We compared two different strategies for discretization. In the first, the data prediscretized by an entropy-based scheme with Fayyad and Irani stopping criteria [28] were used in the inducer with wrappers. This supervised discretization technique uses the information entropy of the partitions induced by different thresholds to find the appropriate discretization boundaries, and it stops the search following the stopping criterion based on the so-called minimum description length principle (MDL) [16]. Thus the information entropy is used as the objective function in the search for the best splitting boundaries and, as the inductive splitting procedure requires some termination conditions, MDL is used as a criterion for termination. Because C4.5 was constructed as an algorithm that can be applied to continuous data [27], in the second approach we used C4.5 without additional discretization techniques. In addition, as used by Kohavi and Sahami [29], C4.5 can be used as an alternative to the Fayyad and Irani method for data discretization. All the classifiers were constructed with the help of the WEKA package of machine-learning tools [30].

The main reasons for selecting the classification techniques described above are that their results (in the form of decision trees) are easy to interpret, they are algorithmically simple and there exist numerous comparisons of their performance in the literature. Moreover, these techniques have become benchmark algorithms for different machine-learning studies. Although each classification problem requires several classification techniques to be compared, and it is possible that more sophisticated and efficient induction algorithms exist for the datasets we used (although this is not proven), comparative analysis of induction algorithms and their development are not the topics of this study. The reader may consult the excellent studies of Kohavi [17] and Lim et al. [31] for a more detailed discussion of this problem.

All the algorithms were run with default settings in order to use the results of comparisons of induction algorithms already reported in the literature and to avoid the additional bias associated with the tuning of parameters.
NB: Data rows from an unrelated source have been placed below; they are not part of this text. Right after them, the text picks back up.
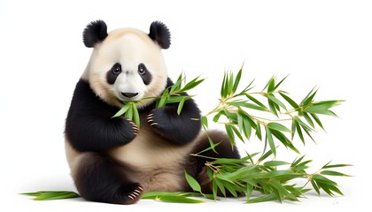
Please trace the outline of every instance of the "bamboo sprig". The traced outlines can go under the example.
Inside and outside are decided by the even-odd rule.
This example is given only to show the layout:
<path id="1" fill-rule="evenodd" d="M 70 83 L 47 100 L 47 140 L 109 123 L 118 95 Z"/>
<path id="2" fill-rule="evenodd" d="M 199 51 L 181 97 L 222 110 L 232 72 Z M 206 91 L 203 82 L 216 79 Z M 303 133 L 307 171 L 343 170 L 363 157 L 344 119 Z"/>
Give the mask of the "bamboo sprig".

The accuracy estimates shown in Table 3 are for those 'simultaneous' events classifiers for which the performance of classifiers on the test sets is high. The table presents estimates for C4.5 with wrappers on the data prediscretized by the Fayyad and Irani method. The accuracy of all extracted classifiers is presented in the additional data files. Because of the high variability of the estimates for cross-validation, it was repeated 30 times for different random partitions of the training sets for each selected classifier and the average values are shown. As two independent test sets were used, the cross-validation accuracy estimates serve only as an additional indicator of the performance of the created classifiers.

As the number of training instances is small, estimating the confidence limits for the accuracy mean is not straightforward. Moreover, as has been pointed out by many researchers [17,32], the common assumptions concerning independence of different estimates are violated when cross-validation is used. In the presence of two independent test sets we did not do a rigorous analysis of stability of the classifiers, but, nevertheless, we observed that most of the final classifiers (not the questionable ones) were stable under different 10-fold splits. As is common practice, cross-validation estimates are given along with standard deviations. At the same time, 95% confidence intervals are shown for the accuracy estimates when the test sets were used. As the number of instances is small in both cdc28 and alpha-factor test sets, standard methodology based on the normal approximation of the binomial distribution is not applicable here. Instead, we estimated confidence intervals with the help of the Beta probability distribution using the methodology proposed in [32].

Additional data files

The following additional data files are available with the online version of this paper.

Additional data file 1 is a list of the classifiers for C4.5 by Quinlan with 'wrappers' by Kohavi on the cdc15 dataset with continuous features discretized by the Fayyad and Irani method.

The first three tables present in additional data file 1 the classifiers for the set of 20 genes and the last three for the set of cyclins. The notation 'simultaneous' is used for the classifiers corresponding to the first problem, 'time delay' to the second problem, 'changes' to the third problem (see Definitions above). Additional data file 2 is a list of the classifiers for C4.5 by Quinlan on the cdc15 dataset with continuous features discretized by C4.5 itself. The content is organized as in Additional data file 1.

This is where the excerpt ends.